3. Check out a new branch and prepare the release:
   • Copy CHANGELOG_PENDING.md to top of CHANGELOG.md
   • Run python ./scripts/linkify_changelog.py CHANGELOG.md to add links for all issues
   • Run bash ./scripts/authors.sh to get a list of authors since the latest release, and add the GitHub aliases of external contributors to the top of the CHANGELOG. To lookup an alias from an email, try bash ./scripts/authors.sh <email>
   • Reset the CHANGELOG_PENDING.md
   • Bump the ABCI version number, if necessary. (Note that ABCI follows semver, and that ABCI versions are the only versions which can change during minor releases, and only field additions are valid minor changes.)
4. Open a PR with these changes that will land them back on v0.35.x
5. Once this change has landed on the backport branch, make sure to pull it locally, then push a tag.
   • git tag -a v0.35.1 -m 'Release v0.35.1'
   • git push origin v0.35.1
6. Create a pull request back to master with the CHANGELOG & version changes from the latest release.
   • Remove all R:minor labels from the pull requests that were included in the release.
   • Do not merge the backport branch into master.

Testing

Unit tests

Unit tests are located in _test.go files as directed by the Go testing package. If you're adding or removing a function, please check there's a TestType_Method test for it.

Run: make test

Integration tests

Integration tests are also located in _test.go files. What differentiates them is a more complicated setup, which usually involves setting up two or more components.

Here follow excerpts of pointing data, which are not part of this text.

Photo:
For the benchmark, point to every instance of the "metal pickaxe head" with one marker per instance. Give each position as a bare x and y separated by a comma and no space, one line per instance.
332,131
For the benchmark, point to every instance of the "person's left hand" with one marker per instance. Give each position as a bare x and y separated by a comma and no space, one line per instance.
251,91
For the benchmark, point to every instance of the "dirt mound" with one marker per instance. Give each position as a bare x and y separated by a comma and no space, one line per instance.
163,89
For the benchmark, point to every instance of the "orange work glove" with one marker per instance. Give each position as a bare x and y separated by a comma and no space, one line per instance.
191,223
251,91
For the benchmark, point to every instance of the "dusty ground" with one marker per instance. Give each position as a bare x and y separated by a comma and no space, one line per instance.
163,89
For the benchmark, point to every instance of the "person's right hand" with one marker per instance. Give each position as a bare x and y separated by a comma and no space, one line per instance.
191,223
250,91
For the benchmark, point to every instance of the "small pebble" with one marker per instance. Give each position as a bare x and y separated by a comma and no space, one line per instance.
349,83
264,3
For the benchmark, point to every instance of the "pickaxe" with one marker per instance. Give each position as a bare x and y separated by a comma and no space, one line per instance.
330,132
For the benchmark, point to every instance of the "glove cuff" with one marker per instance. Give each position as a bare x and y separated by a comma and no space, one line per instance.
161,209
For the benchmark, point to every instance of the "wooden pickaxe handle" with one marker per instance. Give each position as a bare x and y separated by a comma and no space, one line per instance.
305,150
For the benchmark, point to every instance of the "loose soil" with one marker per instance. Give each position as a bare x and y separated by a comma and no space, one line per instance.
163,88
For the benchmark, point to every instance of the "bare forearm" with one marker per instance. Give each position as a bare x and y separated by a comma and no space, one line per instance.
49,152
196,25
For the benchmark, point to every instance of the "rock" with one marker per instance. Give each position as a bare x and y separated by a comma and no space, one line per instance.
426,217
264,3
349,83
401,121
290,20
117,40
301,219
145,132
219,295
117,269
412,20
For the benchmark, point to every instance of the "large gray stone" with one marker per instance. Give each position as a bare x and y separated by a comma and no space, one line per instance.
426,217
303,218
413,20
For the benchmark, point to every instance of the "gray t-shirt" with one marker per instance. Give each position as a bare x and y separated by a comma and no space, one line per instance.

Run: make test_integrations

End-to-end tests

End-to-end tests are used to verify a fully integrated Tendermint network.

See README for details.

Run:

cd test/e2e && \
  make && \
  ./build/runner -f networks/ci.toml

Model-based tests (ADVANCED)

NOTE: if you're just submitting your first PR, you won't need to touch these most probably (99.9%).

For components, that have been formally verified using TLA+, it may be possible to generate tests using a combination of the Apalache Model Checker and tendermint-rs testgen util.

Now, I know there's a lot to take in. If you want to learn more, check out this video by Andrey Kupriyanov & Igor Konnov.

At the moment, we have model-based tests for the light client, located in the ./light/mbt directory.

Run: cd light/mbt && go test

Fuzz tests (ADVANCED)

NOTE: if you're just submitting your first PR, you won't need to touch these most probably (99.9%).

Fuzz tests can be found inside the ./test/fuzz directory. See README.md for details.

Run: cd test/fuzz && make fuzz-{PACKAGE-COMPONENT}

Jepsen tests (ADVANCED)

NOTE: if you're just submitting your first PR, you won't need to touch these most probably (99.9%).

Jepsen tests are used to verify the linearizability property of the Tendermint consensus. They are located in a separate repository -> https://github.com/tendermint/jepsen. Please refer to its README for more information.

RPC Testing

If you contribute to the RPC endpoints it's important to document your changes in the Openapi file.

To test your changes you must install nodejs and run:

npm i -g dredd
make build-linux build-contract-tests-hooks
make contract-tests

WARNING: these are currently broken due to https://github.com/apiaryio/dredd not supporting complete OpenAPI 3.

This command will popup a network and check every endpoint against what has been documented.